IndustriALL’s textile and apparel industry director, Christina Hajagos-Clausen, cites another sign of progress: a pilot workers’ compensation insurance scheme launched at 150 Bangladeshi factories. It provides compensation and rehabilitation services to injured workers in the apparel industry.
But thousands of Bangladeshi garment factories remain without any agreement or protection (the agreement covers only about 1,500). For many of South Asia’s 40 million garment workers, life remains a constant struggle as they grapple with low wages, physical or sexual harassment and union disruption.
Accidents haven’t completely disappeared. Last week, a fire at a garment factory in Karachi, Pakistan, killed four firefighters and injured nearly a dozen others.
What is life like for the Rana Plaza survivors now?
A recent ActionAid survey of tragedy survivors found that more than half of them were unemployed, and that health was the main reason they lost their jobs. More than a third returned to work in garment factories.
A third also said they were still traumatized and had mental health issues. Most of the garment workers in the Rana Plaza complex are women. The complex has not been rebuilt.
In a Zoom interview in March, collapse survivor Noor Banu explained in tears that the incident had changed her life in the worst possible way.
She was wearing an orange sari with dark shadows under her eyes as she spoke at the offices of the local union Sommilito Garments Sramik Federation. She said injuries from the accident made it difficult for her to sit or walk normally, and with three children to support, she was relying on handouts.
Shadida Begum said she was desperate to miss out on earning opportunities and felt unlucky to be alive.

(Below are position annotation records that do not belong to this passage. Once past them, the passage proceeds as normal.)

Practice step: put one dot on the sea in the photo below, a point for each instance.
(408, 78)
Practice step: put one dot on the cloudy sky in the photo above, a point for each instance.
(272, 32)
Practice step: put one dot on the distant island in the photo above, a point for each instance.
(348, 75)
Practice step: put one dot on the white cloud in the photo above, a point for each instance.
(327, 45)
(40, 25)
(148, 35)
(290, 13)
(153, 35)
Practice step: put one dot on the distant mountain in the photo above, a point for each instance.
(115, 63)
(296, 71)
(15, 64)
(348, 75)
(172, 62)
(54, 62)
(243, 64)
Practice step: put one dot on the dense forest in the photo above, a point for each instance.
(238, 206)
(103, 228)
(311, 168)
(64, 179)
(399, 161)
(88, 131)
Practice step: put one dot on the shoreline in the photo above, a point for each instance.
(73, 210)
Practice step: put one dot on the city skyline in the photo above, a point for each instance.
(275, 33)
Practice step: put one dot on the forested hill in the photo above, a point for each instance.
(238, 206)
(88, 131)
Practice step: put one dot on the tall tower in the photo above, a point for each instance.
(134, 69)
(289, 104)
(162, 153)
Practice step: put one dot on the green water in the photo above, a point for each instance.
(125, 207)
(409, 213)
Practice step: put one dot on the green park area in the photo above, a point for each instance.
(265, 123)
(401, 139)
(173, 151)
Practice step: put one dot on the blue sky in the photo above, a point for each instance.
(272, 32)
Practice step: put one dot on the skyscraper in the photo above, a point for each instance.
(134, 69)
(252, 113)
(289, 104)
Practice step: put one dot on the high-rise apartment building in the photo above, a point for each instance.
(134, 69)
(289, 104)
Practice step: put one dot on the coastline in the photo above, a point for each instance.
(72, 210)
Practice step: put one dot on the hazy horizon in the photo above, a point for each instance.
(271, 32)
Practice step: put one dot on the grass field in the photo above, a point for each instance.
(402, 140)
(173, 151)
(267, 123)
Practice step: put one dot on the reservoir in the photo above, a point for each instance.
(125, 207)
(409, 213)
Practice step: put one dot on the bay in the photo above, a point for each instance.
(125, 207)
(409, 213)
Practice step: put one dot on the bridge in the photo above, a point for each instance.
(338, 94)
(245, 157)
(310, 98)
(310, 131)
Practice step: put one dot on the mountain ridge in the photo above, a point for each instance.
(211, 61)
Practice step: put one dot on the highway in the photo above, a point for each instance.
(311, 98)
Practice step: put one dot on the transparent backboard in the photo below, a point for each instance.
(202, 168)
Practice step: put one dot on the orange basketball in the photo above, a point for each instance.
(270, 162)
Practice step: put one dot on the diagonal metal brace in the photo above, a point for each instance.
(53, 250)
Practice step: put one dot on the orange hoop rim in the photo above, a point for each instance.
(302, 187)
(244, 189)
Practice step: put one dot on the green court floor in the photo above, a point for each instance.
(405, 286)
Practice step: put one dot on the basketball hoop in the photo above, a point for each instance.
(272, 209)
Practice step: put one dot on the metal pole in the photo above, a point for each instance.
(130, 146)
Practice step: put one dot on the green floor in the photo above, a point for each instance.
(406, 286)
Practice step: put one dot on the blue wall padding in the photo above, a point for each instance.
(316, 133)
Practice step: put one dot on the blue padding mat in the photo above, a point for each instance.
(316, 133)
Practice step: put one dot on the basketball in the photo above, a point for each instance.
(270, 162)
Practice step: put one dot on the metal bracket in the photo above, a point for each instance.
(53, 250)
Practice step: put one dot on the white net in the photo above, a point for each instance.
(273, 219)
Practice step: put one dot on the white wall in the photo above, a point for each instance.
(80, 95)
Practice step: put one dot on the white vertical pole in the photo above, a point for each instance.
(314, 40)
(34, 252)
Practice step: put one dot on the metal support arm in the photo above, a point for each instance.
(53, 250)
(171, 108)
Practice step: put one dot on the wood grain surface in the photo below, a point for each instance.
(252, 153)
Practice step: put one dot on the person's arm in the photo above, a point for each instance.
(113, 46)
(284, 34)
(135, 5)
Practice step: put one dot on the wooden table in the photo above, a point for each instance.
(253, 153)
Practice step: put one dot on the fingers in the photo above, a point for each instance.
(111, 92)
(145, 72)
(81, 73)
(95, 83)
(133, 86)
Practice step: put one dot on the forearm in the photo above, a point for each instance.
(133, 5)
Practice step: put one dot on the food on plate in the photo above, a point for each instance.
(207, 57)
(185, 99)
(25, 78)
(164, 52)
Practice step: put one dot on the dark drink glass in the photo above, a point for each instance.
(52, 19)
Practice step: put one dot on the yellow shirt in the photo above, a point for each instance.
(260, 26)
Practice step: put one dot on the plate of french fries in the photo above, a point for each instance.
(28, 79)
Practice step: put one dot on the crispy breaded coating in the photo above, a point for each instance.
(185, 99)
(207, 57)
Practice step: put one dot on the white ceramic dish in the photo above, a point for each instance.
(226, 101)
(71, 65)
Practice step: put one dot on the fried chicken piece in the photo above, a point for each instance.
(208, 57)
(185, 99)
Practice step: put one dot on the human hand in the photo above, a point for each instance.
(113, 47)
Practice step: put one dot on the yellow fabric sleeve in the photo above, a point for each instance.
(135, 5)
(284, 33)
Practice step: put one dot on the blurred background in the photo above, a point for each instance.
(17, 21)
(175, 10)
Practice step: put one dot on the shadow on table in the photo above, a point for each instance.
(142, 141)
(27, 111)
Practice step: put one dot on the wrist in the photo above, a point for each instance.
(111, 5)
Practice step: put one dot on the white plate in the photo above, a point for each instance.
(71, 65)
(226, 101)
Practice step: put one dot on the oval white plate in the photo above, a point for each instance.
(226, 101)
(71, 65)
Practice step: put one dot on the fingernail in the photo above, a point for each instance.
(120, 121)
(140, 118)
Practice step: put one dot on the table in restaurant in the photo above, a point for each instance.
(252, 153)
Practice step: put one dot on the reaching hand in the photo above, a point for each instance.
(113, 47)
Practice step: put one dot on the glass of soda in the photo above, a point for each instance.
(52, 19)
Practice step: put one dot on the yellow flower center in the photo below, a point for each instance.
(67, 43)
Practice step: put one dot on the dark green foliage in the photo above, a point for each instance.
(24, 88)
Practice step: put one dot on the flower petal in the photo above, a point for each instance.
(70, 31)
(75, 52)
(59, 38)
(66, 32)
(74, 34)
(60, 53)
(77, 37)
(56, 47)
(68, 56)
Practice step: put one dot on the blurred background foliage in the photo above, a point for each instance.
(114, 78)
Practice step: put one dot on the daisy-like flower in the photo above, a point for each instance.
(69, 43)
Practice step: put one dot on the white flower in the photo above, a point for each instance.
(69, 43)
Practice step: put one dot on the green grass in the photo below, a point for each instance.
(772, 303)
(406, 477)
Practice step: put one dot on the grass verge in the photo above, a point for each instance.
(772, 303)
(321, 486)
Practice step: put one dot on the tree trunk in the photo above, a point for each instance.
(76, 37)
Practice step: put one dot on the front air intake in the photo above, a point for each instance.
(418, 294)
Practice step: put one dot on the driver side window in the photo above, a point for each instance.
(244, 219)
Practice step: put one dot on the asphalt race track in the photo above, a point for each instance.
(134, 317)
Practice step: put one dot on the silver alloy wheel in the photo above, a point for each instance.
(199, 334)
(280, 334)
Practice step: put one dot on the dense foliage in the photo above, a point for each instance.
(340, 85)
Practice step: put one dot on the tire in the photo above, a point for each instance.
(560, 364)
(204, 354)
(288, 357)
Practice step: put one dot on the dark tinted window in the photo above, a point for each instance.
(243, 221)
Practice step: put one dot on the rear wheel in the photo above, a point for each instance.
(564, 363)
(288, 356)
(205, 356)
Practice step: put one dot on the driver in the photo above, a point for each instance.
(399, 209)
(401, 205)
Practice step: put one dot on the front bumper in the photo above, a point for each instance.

Shiuly Khanom, who worked on the eighth floor of Rana Plaza for nine years until the morning of the collapse, which broke her forehead and spinal cord, cried and said she had only received about $50 in government compensation. She is a widow with three young daughters.
“Even now, I can’t sleep,” she said. “I use sleeping pills, but they’re not enough to get rid of the ghosts of the past or all my fears of the future. My life will never be better.”